# Earth Engine Explore

Explore possible explanatory and response variables for fire risk modeling across the Amazon

In [None]:
import matplotlib.pyplot as plt
import numpy as np
import tensorflow as tf
from tensorflow import keras
from tensorflow.keras import layers
import pickle

In [None]:
SEED = 54
RNG = np.random.default_rng(SEED)

# Set params

In [None]:
# Final scale
FINAL_SCALE = 500 # in Meters
# Set patch size
PATCH_SIZE = 128

# For model, input and output bands
INPUT_BANDS = (
    ['{}{:02d}'.format('A', i) for i in range(64)]
    + ['burned_area_2023']
    # + ['{}{:02d}_prev_year'.format('A', i) for i in range(64)]
    # + ['burned_area_{}'.format(y) for y in range(1985, 2024)]
)
# INPUT_BANDS = ['burned_area_{}'.format(y) for y in range(1985, 2024)]
OUTPUT_BANDS = ['BurnDate']

# Structure needed for parsing tensorflow record
with open('features_dict.pkl', 'rb') as f:
    FEATURES_DICT = pickle.load(f)

# Create dataset

In [None]:
class Augment(tf.keras.layers.Layer):
  def __init__(self, seed=42):
    super().__init__()
    # both use the same seed, so they'll make the same random changes.
    self.augment_inputs = tf.keras.layers.RandomFlip(
        mode="horizontal_and_vertical", seed=seed)
    self.augment_labels = tf.keras.layers.RandomFlip(
        mode="horizontal_and_vertical", seed=seed)

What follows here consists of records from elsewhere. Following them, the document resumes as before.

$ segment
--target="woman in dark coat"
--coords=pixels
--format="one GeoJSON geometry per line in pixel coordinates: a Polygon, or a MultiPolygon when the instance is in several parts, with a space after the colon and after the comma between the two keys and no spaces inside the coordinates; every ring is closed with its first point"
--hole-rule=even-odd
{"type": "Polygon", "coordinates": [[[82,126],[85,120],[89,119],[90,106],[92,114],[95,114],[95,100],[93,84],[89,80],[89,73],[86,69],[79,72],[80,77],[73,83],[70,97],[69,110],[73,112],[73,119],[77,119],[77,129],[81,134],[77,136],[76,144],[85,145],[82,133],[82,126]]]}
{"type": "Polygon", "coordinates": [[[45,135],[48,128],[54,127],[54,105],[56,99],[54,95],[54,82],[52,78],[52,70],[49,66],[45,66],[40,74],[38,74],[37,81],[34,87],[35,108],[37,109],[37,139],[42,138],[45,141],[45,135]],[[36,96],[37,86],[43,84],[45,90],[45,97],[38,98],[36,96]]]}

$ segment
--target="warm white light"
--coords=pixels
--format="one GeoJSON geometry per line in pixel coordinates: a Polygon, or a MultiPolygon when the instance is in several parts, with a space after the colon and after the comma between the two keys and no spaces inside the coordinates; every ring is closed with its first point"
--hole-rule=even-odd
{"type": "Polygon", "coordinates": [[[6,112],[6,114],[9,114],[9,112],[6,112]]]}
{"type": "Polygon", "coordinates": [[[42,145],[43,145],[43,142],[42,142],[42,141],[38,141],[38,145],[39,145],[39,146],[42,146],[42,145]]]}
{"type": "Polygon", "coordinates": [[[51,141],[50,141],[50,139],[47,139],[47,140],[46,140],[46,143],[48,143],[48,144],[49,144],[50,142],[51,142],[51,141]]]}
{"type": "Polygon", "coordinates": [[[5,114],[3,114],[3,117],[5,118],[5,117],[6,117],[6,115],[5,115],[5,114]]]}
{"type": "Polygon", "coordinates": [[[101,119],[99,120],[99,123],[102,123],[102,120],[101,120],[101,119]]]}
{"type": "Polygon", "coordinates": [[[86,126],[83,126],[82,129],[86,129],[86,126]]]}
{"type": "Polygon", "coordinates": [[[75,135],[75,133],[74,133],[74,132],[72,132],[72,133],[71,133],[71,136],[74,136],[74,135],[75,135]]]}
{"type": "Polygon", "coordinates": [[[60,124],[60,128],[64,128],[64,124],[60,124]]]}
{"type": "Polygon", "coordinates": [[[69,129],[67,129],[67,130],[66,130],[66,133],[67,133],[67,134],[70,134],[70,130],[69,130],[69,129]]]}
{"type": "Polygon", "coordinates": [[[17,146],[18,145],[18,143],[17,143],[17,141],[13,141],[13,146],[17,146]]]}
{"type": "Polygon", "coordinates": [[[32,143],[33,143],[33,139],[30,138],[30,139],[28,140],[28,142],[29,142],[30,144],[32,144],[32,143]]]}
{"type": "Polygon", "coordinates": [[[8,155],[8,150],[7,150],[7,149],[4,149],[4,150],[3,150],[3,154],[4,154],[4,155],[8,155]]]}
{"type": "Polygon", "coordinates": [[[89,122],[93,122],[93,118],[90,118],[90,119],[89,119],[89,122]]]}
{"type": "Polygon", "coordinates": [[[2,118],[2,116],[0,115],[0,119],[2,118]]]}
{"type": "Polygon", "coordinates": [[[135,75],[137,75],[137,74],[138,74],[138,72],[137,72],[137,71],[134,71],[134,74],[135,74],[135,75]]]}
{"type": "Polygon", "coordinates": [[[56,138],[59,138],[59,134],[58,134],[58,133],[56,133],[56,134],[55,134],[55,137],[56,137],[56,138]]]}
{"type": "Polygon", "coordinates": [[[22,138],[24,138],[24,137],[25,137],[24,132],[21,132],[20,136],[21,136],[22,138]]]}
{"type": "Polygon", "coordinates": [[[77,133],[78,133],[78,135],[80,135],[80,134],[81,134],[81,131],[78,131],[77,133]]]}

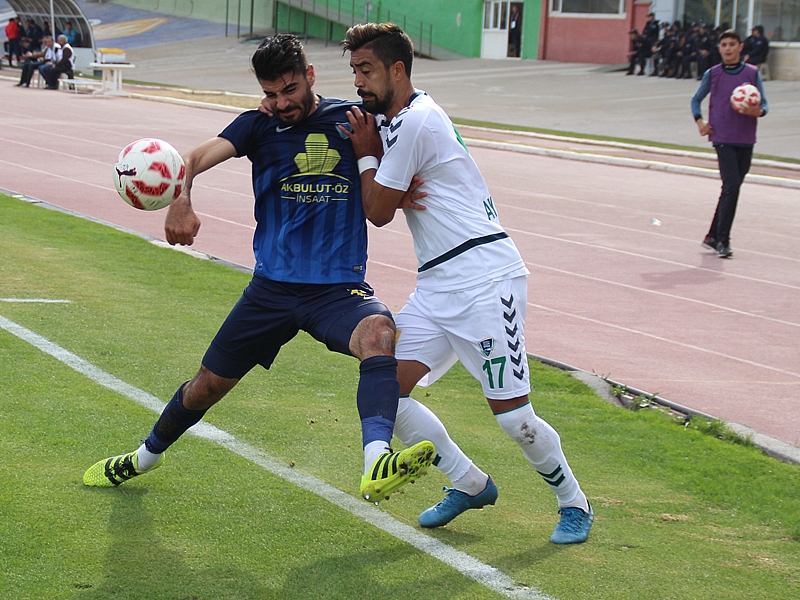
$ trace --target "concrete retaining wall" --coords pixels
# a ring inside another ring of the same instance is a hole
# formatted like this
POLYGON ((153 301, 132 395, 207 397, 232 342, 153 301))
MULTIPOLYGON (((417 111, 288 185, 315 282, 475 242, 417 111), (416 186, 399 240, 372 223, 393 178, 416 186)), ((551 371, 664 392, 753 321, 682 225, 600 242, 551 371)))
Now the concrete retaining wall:
POLYGON ((770 78, 800 81, 800 43, 770 43, 768 62, 770 78))

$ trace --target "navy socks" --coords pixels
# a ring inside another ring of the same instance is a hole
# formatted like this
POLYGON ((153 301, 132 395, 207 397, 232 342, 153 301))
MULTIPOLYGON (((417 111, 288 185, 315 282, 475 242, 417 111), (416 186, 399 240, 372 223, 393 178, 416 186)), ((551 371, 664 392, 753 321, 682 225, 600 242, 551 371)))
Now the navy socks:
POLYGON ((154 454, 161 454, 206 414, 208 409, 188 410, 184 408, 183 387, 186 383, 178 388, 178 391, 172 396, 172 400, 164 407, 161 416, 153 426, 153 430, 144 441, 148 451, 154 454))
POLYGON ((392 441, 400 384, 397 382, 397 359, 373 356, 361 362, 356 404, 361 418, 364 446, 370 442, 392 441))

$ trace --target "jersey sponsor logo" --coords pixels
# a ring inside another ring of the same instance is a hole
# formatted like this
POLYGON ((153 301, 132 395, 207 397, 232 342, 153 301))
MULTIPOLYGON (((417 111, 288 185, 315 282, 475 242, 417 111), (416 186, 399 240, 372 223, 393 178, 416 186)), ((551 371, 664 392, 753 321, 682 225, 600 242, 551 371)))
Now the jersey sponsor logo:
POLYGON ((481 349, 481 354, 484 356, 491 356, 492 352, 494 352, 494 338, 486 338, 485 340, 481 340, 478 342, 478 346, 481 349))
POLYGON ((275 128, 275 133, 283 133, 284 131, 289 131, 292 127, 294 127, 294 125, 289 125, 288 127, 281 127, 280 125, 278 125, 275 128))
POLYGON ((354 290, 350 290, 350 295, 351 296, 361 296, 362 298, 366 298, 367 297, 367 292, 365 292, 364 290, 355 290, 354 289, 354 290))
POLYGON ((294 157, 294 162, 301 173, 328 174, 341 160, 339 152, 328 144, 324 133, 309 133, 306 137, 306 151, 294 157))
POLYGON ((342 157, 325 134, 308 134, 305 150, 294 157, 299 173, 281 180, 281 198, 303 204, 346 202, 352 184, 333 172, 342 157))

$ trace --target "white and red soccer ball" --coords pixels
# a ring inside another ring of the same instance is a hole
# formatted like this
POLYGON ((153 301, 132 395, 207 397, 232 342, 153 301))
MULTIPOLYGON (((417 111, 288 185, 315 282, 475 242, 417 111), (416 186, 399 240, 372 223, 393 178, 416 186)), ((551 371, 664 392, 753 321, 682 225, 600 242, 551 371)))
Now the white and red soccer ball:
POLYGON ((164 140, 145 138, 125 146, 114 165, 120 198, 140 210, 158 210, 181 195, 186 166, 164 140))
POLYGON ((740 85, 731 94, 731 106, 733 110, 739 111, 740 108, 759 106, 761 104, 761 92, 752 83, 740 85))

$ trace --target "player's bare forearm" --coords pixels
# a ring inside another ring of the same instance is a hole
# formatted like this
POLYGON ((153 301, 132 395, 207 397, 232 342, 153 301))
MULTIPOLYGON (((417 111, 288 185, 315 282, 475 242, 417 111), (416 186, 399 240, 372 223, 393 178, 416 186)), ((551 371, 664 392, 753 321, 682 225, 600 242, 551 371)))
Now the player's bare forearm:
POLYGON ((361 204, 369 222, 383 227, 392 222, 403 192, 387 188, 375 182, 374 169, 361 174, 361 204))
POLYGON ((183 157, 183 162, 186 164, 186 186, 191 187, 195 176, 234 156, 236 148, 221 137, 211 138, 192 148, 183 157))
POLYGON ((192 148, 183 157, 186 180, 181 195, 170 204, 164 221, 167 242, 191 246, 200 230, 200 219, 192 208, 191 190, 195 176, 236 156, 236 148, 224 138, 212 138, 192 148))

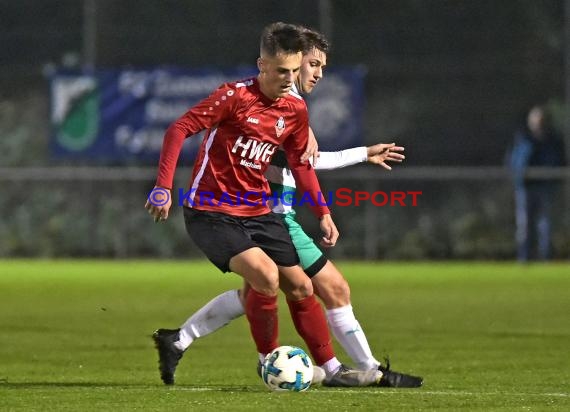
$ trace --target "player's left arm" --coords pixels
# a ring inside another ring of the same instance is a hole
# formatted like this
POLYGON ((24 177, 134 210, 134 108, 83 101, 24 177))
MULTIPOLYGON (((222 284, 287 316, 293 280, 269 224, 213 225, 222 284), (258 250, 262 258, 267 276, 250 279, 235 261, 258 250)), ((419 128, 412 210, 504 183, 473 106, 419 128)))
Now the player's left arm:
POLYGON ((353 147, 337 152, 320 152, 316 170, 333 170, 342 167, 368 162, 382 166, 387 170, 392 168, 386 162, 401 163, 406 157, 401 153, 405 149, 396 143, 378 143, 372 146, 353 147))
POLYGON ((283 148, 289 163, 289 168, 293 173, 297 187, 302 193, 309 196, 309 207, 315 216, 320 220, 323 238, 321 245, 325 247, 334 246, 339 233, 330 215, 330 210, 323 196, 315 169, 306 162, 301 162, 301 156, 307 147, 309 138, 309 115, 305 110, 297 113, 297 127, 293 133, 283 142, 283 148))

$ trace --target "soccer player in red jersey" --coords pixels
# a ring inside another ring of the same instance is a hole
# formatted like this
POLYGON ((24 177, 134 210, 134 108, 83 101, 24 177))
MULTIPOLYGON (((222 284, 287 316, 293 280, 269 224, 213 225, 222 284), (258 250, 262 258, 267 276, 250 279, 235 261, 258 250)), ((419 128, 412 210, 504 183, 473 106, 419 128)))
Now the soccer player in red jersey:
MULTIPOLYGON (((270 213, 270 193, 263 176, 277 147, 285 150, 289 167, 301 190, 312 199, 320 220, 322 244, 334 246, 338 231, 322 199, 309 163, 301 162, 308 142, 308 112, 303 99, 291 91, 307 44, 299 27, 284 23, 267 26, 261 36, 259 75, 222 85, 176 120, 166 131, 155 190, 168 201, 145 207, 158 220, 168 218, 170 190, 182 143, 206 129, 194 165, 184 218, 191 238, 223 272, 243 277, 250 289, 245 313, 259 359, 279 346, 277 292, 287 295, 293 322, 317 365, 340 365, 326 318, 313 295, 310 279, 280 217, 270 213)), ((174 370, 183 351, 174 342, 177 331, 154 334, 161 377, 174 383, 174 370)), ((354 371, 359 386, 380 378, 354 371)))
MULTIPOLYGON (((300 74, 295 81, 293 90, 309 94, 323 76, 327 64, 329 43, 325 36, 314 30, 306 28, 302 28, 302 30, 310 48, 303 55, 300 74)), ((316 146, 314 135, 311 132, 309 142, 309 146, 316 146)), ((402 150, 402 147, 397 147, 395 144, 377 144, 368 148, 359 147, 342 152, 322 153, 316 169, 338 168, 368 161, 390 170, 385 161, 401 162, 404 156, 397 152, 402 150)), ((311 150, 308 149, 308 152, 310 153, 311 150)), ((278 152, 278 155, 282 153, 278 152)), ((280 165, 277 159, 278 155, 272 158, 271 166, 265 174, 272 185, 272 193, 277 195, 277 199, 286 190, 285 187, 287 190, 294 190, 295 187, 295 181, 289 169, 286 164, 280 165)), ((273 201, 273 197, 271 200, 273 201)), ((304 233, 295 220, 295 213, 291 206, 284 205, 279 201, 271 203, 271 206, 273 211, 283 218, 297 249, 301 266, 307 276, 311 278, 315 293, 326 305, 329 326, 342 347, 356 363, 358 369, 379 369, 383 373, 382 379, 378 382, 379 386, 420 386, 421 378, 391 371, 387 367, 388 365, 381 366, 380 362, 372 356, 364 331, 352 312, 350 289, 342 274, 330 261, 327 261, 323 253, 314 245, 312 239, 304 233)), ((177 330, 179 331, 179 340, 175 342, 175 345, 181 350, 186 350, 194 340, 214 332, 228 324, 232 319, 243 315, 242 300, 247 294, 247 290, 246 285, 246 288, 238 293, 235 290, 227 291, 208 302, 195 312, 181 329, 177 330)), ((338 367, 338 365, 336 366, 338 367)), ((318 369, 315 369, 313 377, 313 380, 317 379, 316 382, 325 379, 323 383, 329 386, 354 386, 355 383, 358 383, 358 381, 346 379, 347 377, 344 376, 342 369, 326 371, 328 376, 324 376, 325 371, 318 369)), ((351 372, 348 373, 349 376, 351 374, 351 372)))

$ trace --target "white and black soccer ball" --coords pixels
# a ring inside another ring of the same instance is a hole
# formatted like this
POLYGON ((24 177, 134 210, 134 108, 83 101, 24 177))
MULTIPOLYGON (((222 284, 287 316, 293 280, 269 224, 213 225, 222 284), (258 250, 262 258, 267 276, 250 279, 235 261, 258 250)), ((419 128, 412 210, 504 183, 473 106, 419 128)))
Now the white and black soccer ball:
POLYGON ((272 391, 306 391, 313 380, 313 362, 301 348, 279 346, 265 357, 261 378, 272 391))

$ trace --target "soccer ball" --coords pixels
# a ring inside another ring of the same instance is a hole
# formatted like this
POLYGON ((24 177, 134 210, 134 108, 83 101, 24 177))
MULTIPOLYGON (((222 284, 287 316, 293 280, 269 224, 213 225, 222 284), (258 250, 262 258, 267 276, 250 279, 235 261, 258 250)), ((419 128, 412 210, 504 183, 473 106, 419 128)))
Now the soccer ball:
POLYGON ((313 379, 313 362, 301 348, 279 346, 265 357, 261 378, 272 391, 306 391, 313 379))

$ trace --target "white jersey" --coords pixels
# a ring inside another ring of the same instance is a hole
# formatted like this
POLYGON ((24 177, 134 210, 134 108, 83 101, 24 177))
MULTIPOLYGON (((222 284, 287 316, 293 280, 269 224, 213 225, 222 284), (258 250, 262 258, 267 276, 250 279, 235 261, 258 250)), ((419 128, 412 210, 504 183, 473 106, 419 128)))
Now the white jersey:
MULTIPOLYGON (((293 86, 293 90, 297 92, 296 86, 293 86)), ((339 169, 365 162, 367 158, 368 152, 365 146, 338 152, 320 152, 315 170, 339 169)), ((291 199, 295 197, 297 186, 282 150, 273 156, 271 164, 265 172, 265 177, 271 187, 272 196, 269 200, 271 210, 279 214, 293 212, 291 199)))

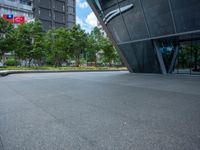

  def call(self, inputs, labels):
    inputs = {name: self.augment_inputs(v) for name, v in inputs.items()}
    labels = self.augment_labels(labels)
    return inputs, labels


def parse_tfrecord(example_proto):
  return tf.io.parse_single_example(example_proto, FEATURES_DICT)


def to_tuple(inputs):
  return (
      {name: inputs[name] for name in INPUT_BANDS},
      inputs[OUTPUT_BANDS[0]] > 0
      # tf.one_hot(tf.cast(inputs[OUTPUT_BANDS[0]], tf.uint8), )
  )


def get_dataset(pattern, batch_size, shuffle=True):
  dataset = tf.data.Dataset.list_files(pattern).interleave(
      lambda filename: tf.data.TFRecordDataset(filename, compression_type='GZIP'))
  dataset = dataset.map(parse_tfrecord, num_parallel_calls=tf.data.AUTOTUNE)
  dataset = dataset.map(to_tuple, num_parallel_calls=tf.data.AUTOTUNE)
  dataset = dataset.cache()
  if shuffle:
    dataset = dataset.shuffle(512)
  dataset = dataset.batch(batch_size)
  dataset = dataset.prefetch(buffer_size=tf.data.AUTOTUNE)
  return dataset


# Create the training and validation datasets.
training_dataset = get_dataset('../data/beam/training-*.tfrecord.gz', 8) #.map(Augment(), num_parallel_calls=tf.data.AUTOTUNE)
validation_dataset = get_dataset('../data/beam/validation-*.tfrecord.gz', 1, shuffle=False)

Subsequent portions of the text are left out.